Kowloon Forest doesn’t look like most VR movies. Like so many other experiences, it capitalizes on the sense of scale you get inside a headset. But Kowloon Forest swaps out sweeping vistas and towering stone giants for the cramped confines of Hong Kong. It roots you in squashed apartments and dense city streets in unapologetically close proximity to its five central characters. The result, director Alexey Marfin hopes, will be a new kind of intimacy.
“Kowloon Forest is a film about moments of intimacy in a megacity, and I think at its core, the concept is about making the viewer feel a certain way in a certain space – in other words, to evoke feelings and emotions that are tied to certain places,” Marfin tells me over email. “I think it’s a very experiential film in that sense, which naturally lends itself to VR.”
Check out the first trailer for the film below. The film promises an intriguing mix of, close-quarters character studies driven by compelling monologues.
Kowloon Forest / 靜影九龍 – Trailer (2019) from Alexey Marfin on Vimeo.
“It was important for me to write a story that could only be told in VR (rather than just taking a regular movie idea and putting it in 360 degrees),” Marfin adds. “The idea in each scene was to use VR to pierce the characters’ private bubbles, and to situate the viewer somewhere uncomfortably close – in terms of our normal understanding of personal space. For example, if we sit two inches away from another person face-to-face in real life, that would feel extremely invasive. But how would that feel in VR, when we are an ‘invisible’ observer?”

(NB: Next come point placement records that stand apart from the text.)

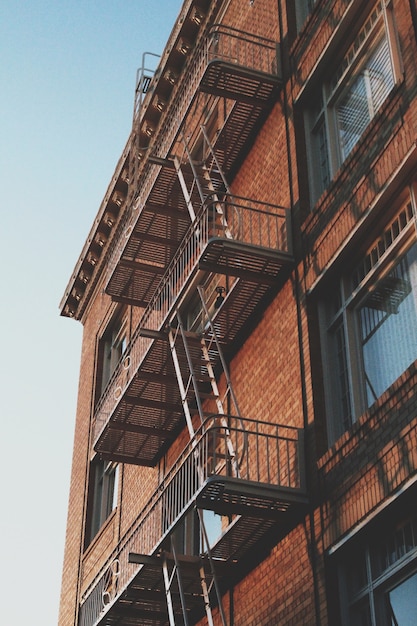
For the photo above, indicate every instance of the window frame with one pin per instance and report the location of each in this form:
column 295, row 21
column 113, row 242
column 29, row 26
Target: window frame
column 321, row 114
column 359, row 561
column 102, row 496
column 111, row 347
column 345, row 386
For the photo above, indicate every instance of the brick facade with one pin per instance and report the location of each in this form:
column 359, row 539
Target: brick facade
column 356, row 486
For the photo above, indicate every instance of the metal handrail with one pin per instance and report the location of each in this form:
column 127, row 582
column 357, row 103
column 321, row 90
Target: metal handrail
column 222, row 44
column 241, row 219
column 272, row 455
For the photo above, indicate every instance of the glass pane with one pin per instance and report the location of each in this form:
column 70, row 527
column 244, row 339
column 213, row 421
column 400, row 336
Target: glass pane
column 353, row 115
column 360, row 615
column 213, row 526
column 389, row 327
column 380, row 74
column 403, row 603
column 339, row 368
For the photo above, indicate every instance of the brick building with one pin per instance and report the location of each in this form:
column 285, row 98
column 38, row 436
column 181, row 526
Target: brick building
column 246, row 436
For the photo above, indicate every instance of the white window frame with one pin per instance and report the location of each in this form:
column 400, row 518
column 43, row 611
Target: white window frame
column 342, row 351
column 322, row 125
column 102, row 494
column 303, row 8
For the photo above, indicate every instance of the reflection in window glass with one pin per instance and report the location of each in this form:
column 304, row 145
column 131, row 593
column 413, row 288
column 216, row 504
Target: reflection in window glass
column 389, row 327
column 403, row 603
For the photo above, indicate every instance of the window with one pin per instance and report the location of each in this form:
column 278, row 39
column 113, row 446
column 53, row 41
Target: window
column 303, row 9
column 379, row 579
column 343, row 107
column 102, row 495
column 370, row 325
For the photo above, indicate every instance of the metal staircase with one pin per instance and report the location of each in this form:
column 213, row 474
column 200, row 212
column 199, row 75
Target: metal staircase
column 196, row 357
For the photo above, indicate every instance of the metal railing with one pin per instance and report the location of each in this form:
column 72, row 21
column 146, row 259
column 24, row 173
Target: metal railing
column 246, row 50
column 268, row 454
column 232, row 218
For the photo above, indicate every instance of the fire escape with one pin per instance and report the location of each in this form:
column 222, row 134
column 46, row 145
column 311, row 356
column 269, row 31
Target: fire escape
column 198, row 261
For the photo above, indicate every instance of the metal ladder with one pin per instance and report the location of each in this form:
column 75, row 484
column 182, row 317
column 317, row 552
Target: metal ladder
column 193, row 355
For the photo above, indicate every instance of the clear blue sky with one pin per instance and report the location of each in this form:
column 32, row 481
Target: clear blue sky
column 67, row 70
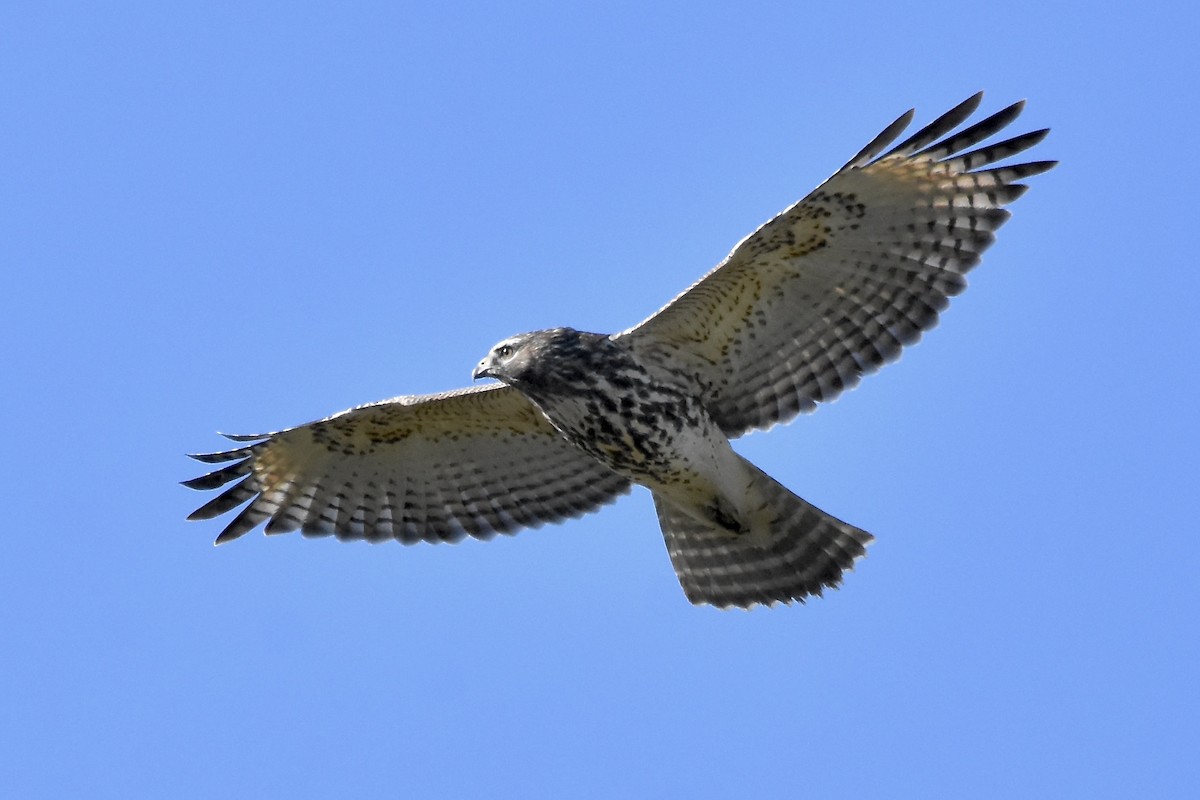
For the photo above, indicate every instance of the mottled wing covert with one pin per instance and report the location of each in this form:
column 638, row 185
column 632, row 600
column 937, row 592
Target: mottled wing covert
column 835, row 286
column 436, row 468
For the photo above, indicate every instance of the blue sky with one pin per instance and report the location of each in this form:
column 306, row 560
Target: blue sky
column 245, row 216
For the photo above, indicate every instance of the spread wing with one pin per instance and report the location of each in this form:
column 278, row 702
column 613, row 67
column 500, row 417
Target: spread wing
column 437, row 468
column 835, row 286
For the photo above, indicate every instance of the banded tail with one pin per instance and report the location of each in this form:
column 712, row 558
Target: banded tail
column 801, row 552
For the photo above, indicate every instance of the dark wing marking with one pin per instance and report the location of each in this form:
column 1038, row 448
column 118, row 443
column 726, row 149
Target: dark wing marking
column 436, row 468
column 835, row 286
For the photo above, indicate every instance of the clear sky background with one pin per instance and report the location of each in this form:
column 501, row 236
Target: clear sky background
column 245, row 216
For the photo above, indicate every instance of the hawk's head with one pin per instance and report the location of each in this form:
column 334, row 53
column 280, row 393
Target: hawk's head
column 537, row 358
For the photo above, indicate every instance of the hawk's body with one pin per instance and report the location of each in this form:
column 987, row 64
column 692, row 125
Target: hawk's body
column 827, row 292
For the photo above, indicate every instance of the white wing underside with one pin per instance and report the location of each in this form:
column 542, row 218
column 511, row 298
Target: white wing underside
column 834, row 287
column 828, row 290
column 436, row 468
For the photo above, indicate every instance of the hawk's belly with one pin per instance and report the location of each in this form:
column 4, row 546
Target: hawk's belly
column 658, row 435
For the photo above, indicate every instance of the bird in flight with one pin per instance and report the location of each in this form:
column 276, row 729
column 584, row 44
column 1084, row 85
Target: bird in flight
column 828, row 290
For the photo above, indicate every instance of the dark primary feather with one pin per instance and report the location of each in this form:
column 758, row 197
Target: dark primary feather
column 437, row 468
column 835, row 286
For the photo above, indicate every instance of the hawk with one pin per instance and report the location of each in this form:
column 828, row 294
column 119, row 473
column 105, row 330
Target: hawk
column 828, row 290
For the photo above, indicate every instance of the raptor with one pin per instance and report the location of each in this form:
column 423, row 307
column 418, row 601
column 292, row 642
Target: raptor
column 826, row 292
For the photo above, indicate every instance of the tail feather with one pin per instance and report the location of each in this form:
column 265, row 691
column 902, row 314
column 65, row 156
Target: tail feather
column 799, row 553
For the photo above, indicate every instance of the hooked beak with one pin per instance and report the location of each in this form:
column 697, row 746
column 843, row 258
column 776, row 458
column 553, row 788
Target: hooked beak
column 483, row 370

But these characters often aren’t alone, either. Kowloon’s scenes place you literally in the middle of a dialogue they’re in with someone else. For one sequence, that’s finding yourself between a man eating dinner and a streamer on a laptop eating alongside him. In another scene, a woman sits alone in her apartment but faces her reflection in the mirror.
“For example, the first scene I wrote was Toonyun’s scene,” Marfin explains, “she is in her room, taking off makeup, and we are in the tiny space between her and (her reflection in) the mirror. We used this scene to audience-test and refine our idea, to make sure it was working how we wanted. There is a lot of CG in the movie, so we were able to really fine-tune and choreograph this experience even more.”
The 360 degree format has wrestled with its own existence over the past few years as it tries to nail down VR storytelling. We haven’t seen Kowloon Forest for ourselves yet, but this unique approach gives us hope.
Kowloon Forest will be premiering in the Osage Gallery in Hong Kong on July 5 and then showing from July 6 – 28. Marfin is exploring the possibilities of bringing it to other exhibitions around the globe too.